Push ups with feet on the floor would be fine for someone who is not overweight, but be careful not to injure your shoulders by overdoing it. For advanced push ups, elevate your feet a little and keep your legs straight. Do some close-to-the-sides military pushups, wide stance pushups, and even diamond pushups (pointing fingers and thumbs together under your chest) to increase the difficulty.
Consider adding simple press exercises to your hunting fitness routine, raising something with a little weight to it over your head repeatedly to strengthen your shoulders. When you raise your rifle, the aim will be steadier because of the added strength.
Instead of just shooting your bow, add the use of an inexpensive stretch band to mimic the same kind of pulling/pushing effort with repeated sets. Your draw will be easier and smoother if you do these often each week.
For overall body strength for hunting fitness, add some “squat thrusts” with hops (burpees) to the routine.
Squat to the floor and put your hands on the floor. Thrust your legs behind you. Do a push up. (The push up can be omitted.) With your hands still on the floor, contract your legs back up under you quickly. Then immediately jump up into the air a little. That’s one squat thrust. Start with ten and work up to thirty or forty.
I have done all of the above and more to train for competitive marathon racing and hunting through the years. They are simple, basic exercises that can be done a few times a week with little investment of time and no formal exercise equipment.
Add these to regular walking sessions and you’ll be amazed at how much easier the experience of stomping up and down hills, even in knee-deep snow, can be once you raise your overall hunting fitness level a little.

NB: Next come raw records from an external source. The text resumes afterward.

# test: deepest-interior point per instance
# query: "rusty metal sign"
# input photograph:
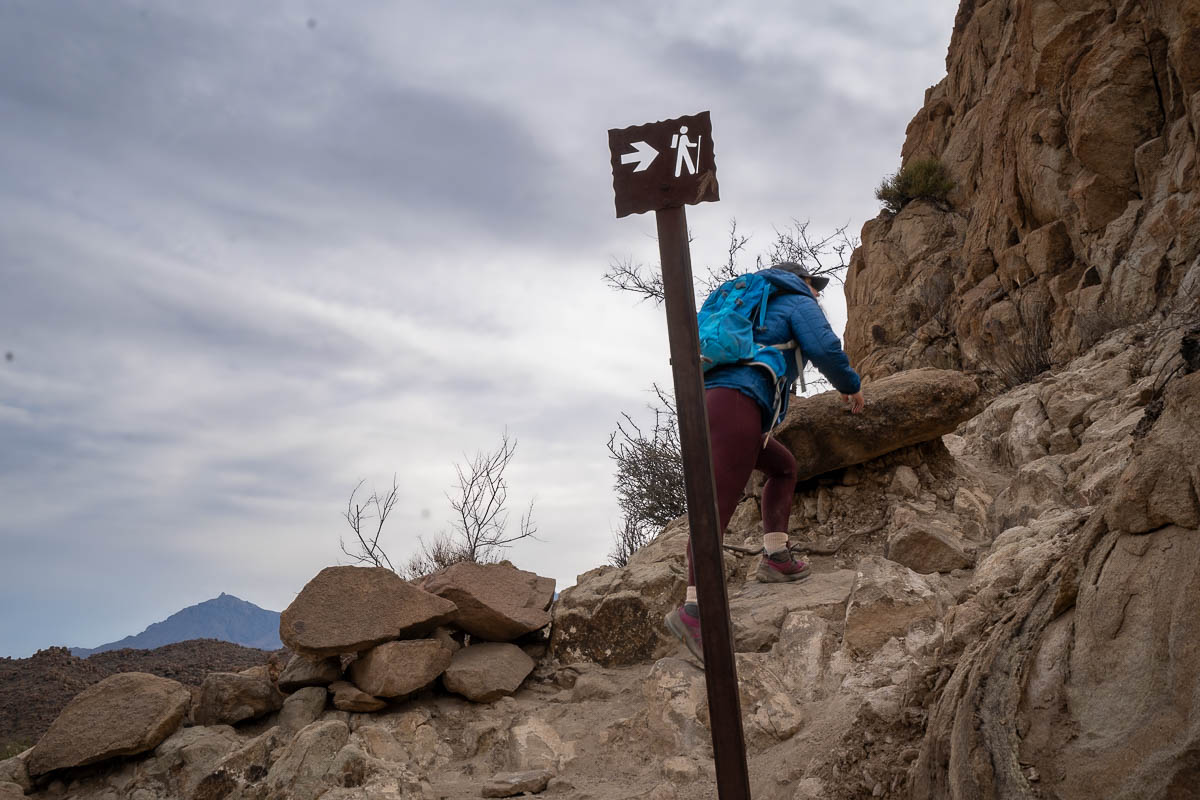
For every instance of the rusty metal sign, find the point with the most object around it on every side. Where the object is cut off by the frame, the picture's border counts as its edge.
(664, 164)
(663, 167)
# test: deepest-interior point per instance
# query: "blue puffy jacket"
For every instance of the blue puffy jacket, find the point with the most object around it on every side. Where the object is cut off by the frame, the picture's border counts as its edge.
(791, 314)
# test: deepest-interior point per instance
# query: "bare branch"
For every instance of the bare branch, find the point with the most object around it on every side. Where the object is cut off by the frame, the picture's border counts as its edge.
(481, 524)
(366, 548)
(627, 276)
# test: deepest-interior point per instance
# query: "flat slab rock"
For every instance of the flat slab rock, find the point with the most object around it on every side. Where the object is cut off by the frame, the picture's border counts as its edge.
(508, 785)
(497, 602)
(123, 715)
(353, 608)
(903, 409)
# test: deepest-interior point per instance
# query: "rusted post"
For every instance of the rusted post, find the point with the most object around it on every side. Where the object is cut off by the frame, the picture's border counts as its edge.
(720, 668)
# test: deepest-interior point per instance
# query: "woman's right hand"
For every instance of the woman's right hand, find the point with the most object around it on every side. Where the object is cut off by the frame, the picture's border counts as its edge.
(856, 402)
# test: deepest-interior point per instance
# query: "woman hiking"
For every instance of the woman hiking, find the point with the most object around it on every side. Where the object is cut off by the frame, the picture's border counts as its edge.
(743, 405)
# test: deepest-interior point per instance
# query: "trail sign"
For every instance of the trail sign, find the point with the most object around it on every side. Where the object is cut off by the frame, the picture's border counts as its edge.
(664, 164)
(661, 167)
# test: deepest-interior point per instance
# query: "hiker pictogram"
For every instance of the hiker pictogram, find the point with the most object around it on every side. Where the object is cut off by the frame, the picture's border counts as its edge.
(684, 175)
(683, 145)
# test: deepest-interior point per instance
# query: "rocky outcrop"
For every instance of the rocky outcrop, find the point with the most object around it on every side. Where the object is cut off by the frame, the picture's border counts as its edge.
(496, 602)
(121, 715)
(353, 608)
(1069, 130)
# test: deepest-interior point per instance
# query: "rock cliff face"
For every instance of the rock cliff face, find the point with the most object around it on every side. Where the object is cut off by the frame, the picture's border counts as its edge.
(1006, 611)
(1069, 128)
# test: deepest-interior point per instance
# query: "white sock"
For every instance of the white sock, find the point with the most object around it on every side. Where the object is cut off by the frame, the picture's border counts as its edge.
(774, 542)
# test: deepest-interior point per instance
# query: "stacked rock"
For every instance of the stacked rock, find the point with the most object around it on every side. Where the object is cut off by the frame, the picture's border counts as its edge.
(402, 637)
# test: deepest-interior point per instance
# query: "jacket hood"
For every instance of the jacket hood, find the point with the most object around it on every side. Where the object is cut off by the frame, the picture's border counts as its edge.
(784, 280)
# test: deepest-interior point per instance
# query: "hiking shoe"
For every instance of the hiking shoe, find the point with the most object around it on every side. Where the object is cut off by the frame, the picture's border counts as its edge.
(685, 627)
(781, 567)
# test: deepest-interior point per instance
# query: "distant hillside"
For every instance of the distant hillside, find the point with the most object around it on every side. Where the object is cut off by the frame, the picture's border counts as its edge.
(225, 618)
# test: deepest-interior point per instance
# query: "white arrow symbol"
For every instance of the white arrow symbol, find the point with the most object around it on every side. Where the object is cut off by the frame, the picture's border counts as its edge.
(645, 155)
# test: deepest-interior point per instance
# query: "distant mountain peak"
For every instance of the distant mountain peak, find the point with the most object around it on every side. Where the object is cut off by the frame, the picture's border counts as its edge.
(226, 618)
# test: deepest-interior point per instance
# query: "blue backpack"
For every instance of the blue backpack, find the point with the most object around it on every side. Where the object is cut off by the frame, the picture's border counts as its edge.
(727, 323)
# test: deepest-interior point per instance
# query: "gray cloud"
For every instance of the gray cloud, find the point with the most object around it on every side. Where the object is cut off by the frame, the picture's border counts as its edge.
(246, 262)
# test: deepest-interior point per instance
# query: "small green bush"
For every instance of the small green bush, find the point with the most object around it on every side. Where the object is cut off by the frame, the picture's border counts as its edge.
(921, 178)
(13, 747)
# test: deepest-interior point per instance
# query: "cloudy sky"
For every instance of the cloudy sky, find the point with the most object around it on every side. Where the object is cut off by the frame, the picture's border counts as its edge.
(253, 253)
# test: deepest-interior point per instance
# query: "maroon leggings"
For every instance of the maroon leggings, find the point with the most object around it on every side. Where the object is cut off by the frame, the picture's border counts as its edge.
(735, 428)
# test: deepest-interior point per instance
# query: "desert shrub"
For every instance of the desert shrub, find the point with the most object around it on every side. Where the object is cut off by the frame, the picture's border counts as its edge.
(13, 747)
(649, 475)
(919, 179)
(1023, 358)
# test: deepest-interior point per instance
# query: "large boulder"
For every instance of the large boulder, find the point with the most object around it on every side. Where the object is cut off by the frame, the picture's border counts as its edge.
(400, 668)
(123, 715)
(497, 602)
(487, 672)
(228, 698)
(353, 608)
(901, 410)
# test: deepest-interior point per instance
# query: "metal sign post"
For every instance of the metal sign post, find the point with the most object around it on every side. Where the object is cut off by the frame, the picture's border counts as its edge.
(645, 180)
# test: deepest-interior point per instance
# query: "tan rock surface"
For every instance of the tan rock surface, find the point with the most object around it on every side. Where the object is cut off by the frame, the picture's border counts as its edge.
(1069, 131)
(497, 602)
(508, 785)
(487, 671)
(123, 715)
(327, 617)
(901, 410)
(304, 672)
(928, 547)
(399, 668)
(303, 708)
(228, 698)
(886, 599)
(348, 697)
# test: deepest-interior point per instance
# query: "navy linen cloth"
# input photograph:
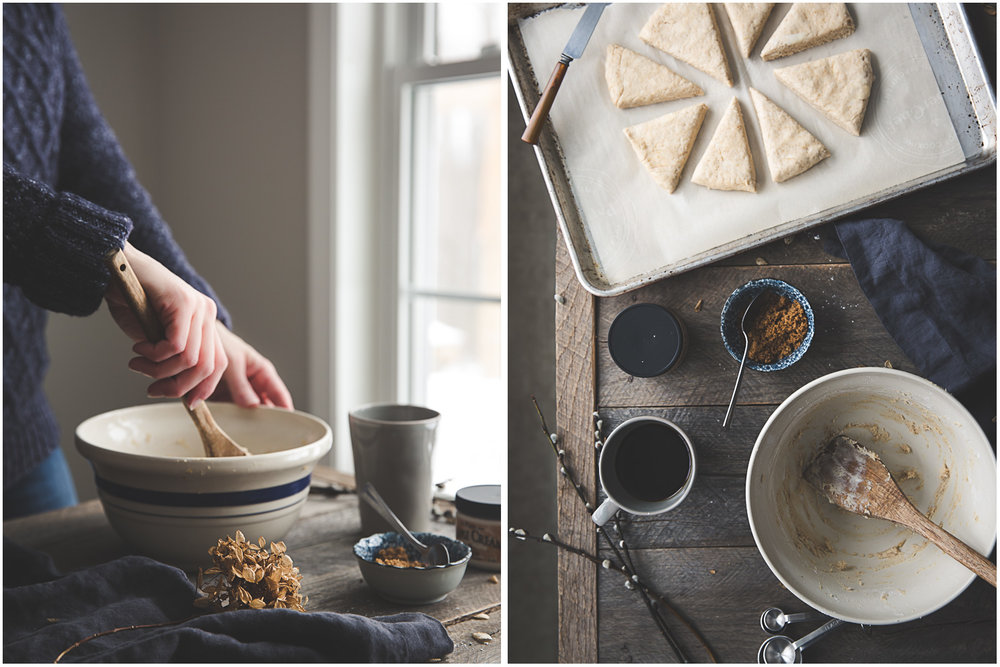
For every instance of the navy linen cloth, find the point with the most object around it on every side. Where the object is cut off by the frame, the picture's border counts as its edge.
(937, 303)
(45, 612)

Be sure to read our page about staying hydrated and nourished during the hunt.
Here are some short videos of more intensive hunting fitness training drills and exercises that you can do, if your goals are more of an advanced athlete hunter. (We will be adding more.) Try to do these at least every other week or weekly for at least 4-5 weeks prior to the start of the season.
I often ride a mountain bike in the dark up a gradual climb until I reach my mountainous hunting area. The hunt starts after that early morning bike ride, with my legs already pulsing from the climb. That routine repeats itself about five days a week from early September through November to fill Montana elk and deer tags.
I want to be strong and fit enough to enjoy hunting for that entire period. I do these various strength exercises, along with distance running most of the year round, but back off come September. I got these from training manuals by Owen Anderson, PhD, a highly respected endurance exercise physiologist and coach.
Some of these might look a bit silly, but wait until you feel the burn in your legs! You will be building small muscles in ways that you woud not otherwise. They will serve as a stabilizers in the mountains and improve your efficency while high-stepping over logs and rocks, as well as moving forward, climbing and level.
As stated at the end of the short video, it's a good idea to do something to get tired before doing these drills. Think about it. You wont be "fresh" several hours or days into your hunt. Or, when you have to haul out a big animal. So, get tired first. (Maybe some hard walking, or even running first.) Then, get even "tireder" with these very specific-movement hill drills. They will build endurance strength for when you need it most- when you're tired and you have a long ways to go, or a load to haul out.
(At the start of the video, there is an elk carcass behind my right shoulder that I left there. I didn't really plan for that to be in the scene!)